Mas nem sabíamos disso, na casa do Gutierrez, estávamos preocupados com coisas mais prosaicas. Sequer sabíamos quem era Carlos Marighela ou o que ele fazia no grupo terrorista ALN. E quem se importaria se uma jovem missionária americana chamada Dorothy Stang tinha acabado de chegar ao maranhão para defender os garimpeiros da truculência dos coronéis da época.
Qual nada. Queríamos, os marmanjos, ver na TV Telefunken, no mais lindo preto e branco que o dinheiro do pai poderia comprar as corridas de carro com Graham Hill vencendo as 500 milhas de Indianápolis, ou um jovem e corajoso piloto chamado Bruce MacLaren vencer às 24 horas de Le Mans na França. Ou ainda assistir as peripécias de um jovem cientista, Massao Ata na pele do mais querido herói japonês de todos os tempos - o National Kid patrocinado por uma famosa fabricante de pilhas.
Importava para os irmãos mais velhos que um clube ordinário como o Flamengo tinha acabado de vencer o glorioso alvinegro Atlético por 3x1. Que raiva para os "A´s" - Artur, Alberto, Arnaldo e Arquimedes. Mas o resto do alfabeto nem estava preocupado com tudo isso.
Na verdade éramos apáticos - eu estava só preocupado em ler e olhar as figuras das revistas que a Maura e a Marina escondiam nos armários - as famosas O Cruzeiro - que maravilha ver aquelas fotos de modelos de maió mostrando pernas roliças e seios mais ainda. Quantos sonhos elas nos remeteram - os "L", "J", "M" e "G" (Licio, João, Magno e Ge.). Imagine se o Alberto estaria preocupado se exatamente nesse ano, o Romário jogador carioca, tinha acabado de nascer e que iria desbancar não só o Atlético, mas também o Cruzeiro e tantos outros times. E olhe que eu detestava futebol - por sinal continuo detestando...
Mas naquele ano, enquanto o pai se preocupava com a posse de Israel Pinheiro como governador das Minas Gerais, eu me preocupava em desbravar o "imenso" matagal que nascia na encosta montanhosa onde hoje existe o Departamento de Metereologia, ali mesmo na esquina das Avenidas Raja Gabaglia e Contorno.

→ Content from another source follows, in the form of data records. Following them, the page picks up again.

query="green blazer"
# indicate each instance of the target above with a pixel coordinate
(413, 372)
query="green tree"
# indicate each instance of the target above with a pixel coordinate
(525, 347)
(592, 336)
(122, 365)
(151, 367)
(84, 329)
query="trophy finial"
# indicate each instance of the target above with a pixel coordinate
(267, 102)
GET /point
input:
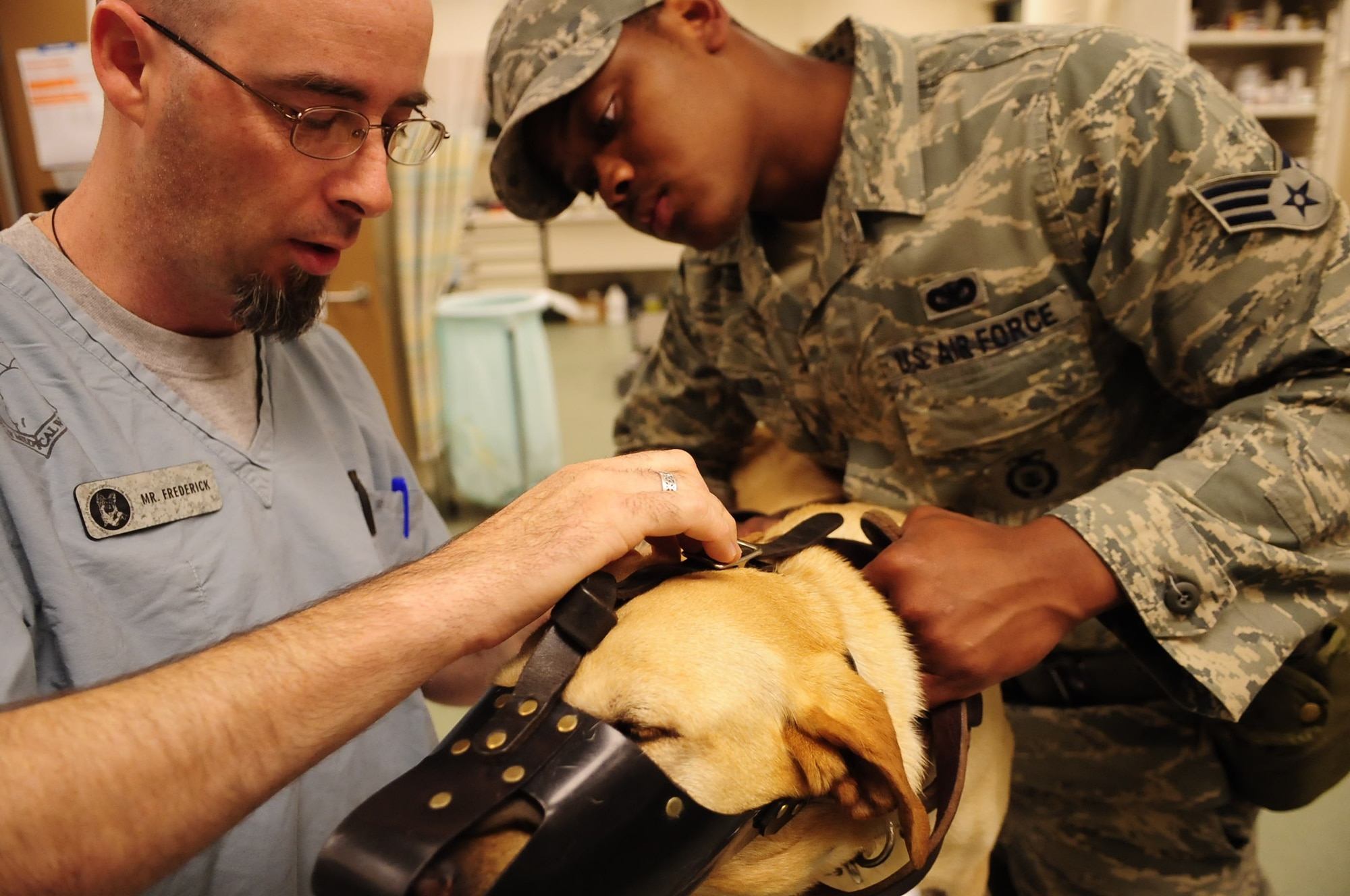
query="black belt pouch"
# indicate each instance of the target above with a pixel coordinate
(1294, 741)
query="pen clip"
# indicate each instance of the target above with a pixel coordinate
(400, 485)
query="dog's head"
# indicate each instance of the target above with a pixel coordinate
(746, 688)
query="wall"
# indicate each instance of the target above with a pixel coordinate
(464, 25)
(799, 24)
(29, 25)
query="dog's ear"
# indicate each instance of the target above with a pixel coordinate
(846, 747)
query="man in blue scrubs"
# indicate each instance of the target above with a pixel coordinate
(191, 469)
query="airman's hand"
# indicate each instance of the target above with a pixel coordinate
(985, 603)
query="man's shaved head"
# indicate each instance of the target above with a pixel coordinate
(190, 18)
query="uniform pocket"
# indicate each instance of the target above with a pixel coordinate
(997, 380)
(388, 511)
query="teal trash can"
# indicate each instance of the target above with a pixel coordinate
(497, 385)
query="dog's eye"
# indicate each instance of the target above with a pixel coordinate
(643, 733)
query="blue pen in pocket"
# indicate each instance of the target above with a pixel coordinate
(400, 485)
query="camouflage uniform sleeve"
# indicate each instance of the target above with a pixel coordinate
(1237, 547)
(680, 397)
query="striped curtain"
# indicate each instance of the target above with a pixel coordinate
(431, 206)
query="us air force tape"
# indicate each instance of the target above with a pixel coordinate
(1293, 199)
(145, 500)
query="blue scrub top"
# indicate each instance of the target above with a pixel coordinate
(79, 408)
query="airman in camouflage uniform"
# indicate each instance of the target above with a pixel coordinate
(1059, 272)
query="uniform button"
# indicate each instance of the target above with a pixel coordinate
(1310, 713)
(1182, 597)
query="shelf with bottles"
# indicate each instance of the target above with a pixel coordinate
(1258, 38)
(1259, 22)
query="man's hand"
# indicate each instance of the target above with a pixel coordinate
(985, 603)
(523, 559)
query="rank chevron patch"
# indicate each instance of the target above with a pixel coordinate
(1291, 199)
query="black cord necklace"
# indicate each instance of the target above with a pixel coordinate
(57, 237)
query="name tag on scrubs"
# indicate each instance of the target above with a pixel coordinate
(145, 500)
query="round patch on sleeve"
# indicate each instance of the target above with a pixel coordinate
(1293, 199)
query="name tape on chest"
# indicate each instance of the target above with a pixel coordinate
(145, 500)
(1021, 326)
(1293, 199)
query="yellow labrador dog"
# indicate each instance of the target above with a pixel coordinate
(747, 686)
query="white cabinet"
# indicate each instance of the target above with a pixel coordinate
(1293, 78)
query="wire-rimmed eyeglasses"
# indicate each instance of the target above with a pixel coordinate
(331, 132)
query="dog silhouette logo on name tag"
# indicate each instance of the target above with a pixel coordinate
(111, 509)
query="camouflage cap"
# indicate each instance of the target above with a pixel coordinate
(539, 52)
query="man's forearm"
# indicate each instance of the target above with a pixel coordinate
(107, 790)
(111, 789)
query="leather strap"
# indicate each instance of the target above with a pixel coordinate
(1069, 679)
(800, 538)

Enquanto a Jusça gritava histericamente pelos Beatles, George Harrison se casava com uma tiete na Inglaterra. E nem por isso a mãe deixava de rezar pelo Papa Paulo VI que acabava de abrir o Concilio Vaticano em Roma.
Enquanto os sábados à tarde eram disputados aos tapas pelos "queridos" irmãos na frente da TV - de um lado a poderosa armada dos "M"s (Maura, Marina, Marlene, Marilia e Maria Juscelina) e do outro lado a esquadra de "A"s mencionada lá atrás - todos disputando qual canal seria ligado na Telefunken - se a Rede Tupi transmitindo o programa do Roberto Carlos e Erasmo Carlos, ou se a Rede Record transmitindo os jogos do Maracanã e Mineirão. Claro que o poder de fogo feminino era sempre (ou quase sempre) avassalador e inibia a esquadra masculina que tinha como única solução, ouvir os jogos na vitrola do mesa nino. E assim, seguia os Faria, através dos dias e meses daquele ano do duplo "6".

Mas algo de sujo ocorria ante as vistas nem tão boas da jovem Marilia, que naquela época, com a tenra idade de uma trabalhadora, professora e estudante, torcia para comprar um carrinho - um fusca, que nem tanto sucesso faz atualmente, não fosse o topete do velho Itamar Franco. Mas ela também era cuidadosa com suas roupas, as meias de nylon que o Arnaldo adorava cortar e fazer de touca para assentar aquele cabelo esquisito que teimava em mirar o céu, todo espetado como um porco espinho - e dai seu triste apelido. E também as botas de cano alto...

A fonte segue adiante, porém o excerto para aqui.